Il n’empêche que Sarkozy, lui qui atteint des côtes gaulliennes de popularité, aimerait bien voir l’ancienne élève de Sciences Po, Bétancourt à Paris avant le premier tour des législatives. Non qu’il en ait besoin, a priori, pour réduire en miettes la gauche, mais un "tiens" vaut mieux que deux "tu l’auras", et une telle libération, encore inespérée il y a quelques semaines, ne pourrait que renforcer encore plus l’assise du joggeur Duracell (il dure encore plus longtemps). De là à voir dans cet empressement soudain à secouer les FARC un calcul bassement politicien, il y a un pas qu’on ne peut s’empêcher d’envisager de franchir. Une libération d’otages à l’aube d’un grand scrutin, ça nous rappelle un peu ceux du Liban, il y a une génération politique de cela, lorsque le gouvernement Chirac avait fait tout ce qui était en son pouvoir, et même au-delà, pour obtenir la libération des Carton, Fontaine et Kauffman. Chirac et Pasqua à Villacoublay pour accueillir les revenants, c’était un 5 mai en 1988, entre les deux tours de l’élection présidentielle, mais ça n’avait pas suffi à Chirac pour battre Mitterrand, élu trois jours plus tard.

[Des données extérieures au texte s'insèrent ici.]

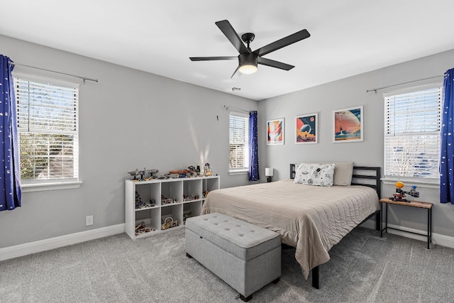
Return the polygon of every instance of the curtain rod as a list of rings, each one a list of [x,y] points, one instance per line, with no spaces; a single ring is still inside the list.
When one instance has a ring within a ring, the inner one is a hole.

On sait aujourd’hui que la libération des otages du Liban s’est accompagnée du versement d’une rançon. Marchiani et Pasqua (qui commence à publier ses souvenirs, ça promet) auraient même à l’occasion touché une « rétrocommission » d’un montant de 850 000 francs, selon une note de la DST. Quant au montant de la présumée rançon, on n’en sait rien. Peut-être pas loin des 7 millions versés par Reagan en 1981 pour récupérer ses otages d’Iran, argent dont Denis Robert et Ernest Backes ont remonté la piste dans leur fameux ouvrage « Révélations ».
Mais tout cela, bien sûr, n’a rien à voir avec l’affaire Bétancourt. Y a-t-il, d’ailleurs, une affaire Bétancourt ? Pas encore. Juste le combat « juste » d’un président attaché à ses ouailles, qui veut redonner à des enfants leur mère. Une autre façon de faire de la politique, nous dit-on, alors pourquoi ne pas le croire ? Et si, ce qu’on lui souhaite, Ingrid Bétancourt retrouve la liberté avant le 10 juin prochain, cela prouvera aux sarkozistes de gauche et de droite que leur protégé est bien le cador annoncé, et aux antisarkozistes, du centre comme de gauche, que l’homme est prêt à tout pour étendre son empire. La rupture est en marche.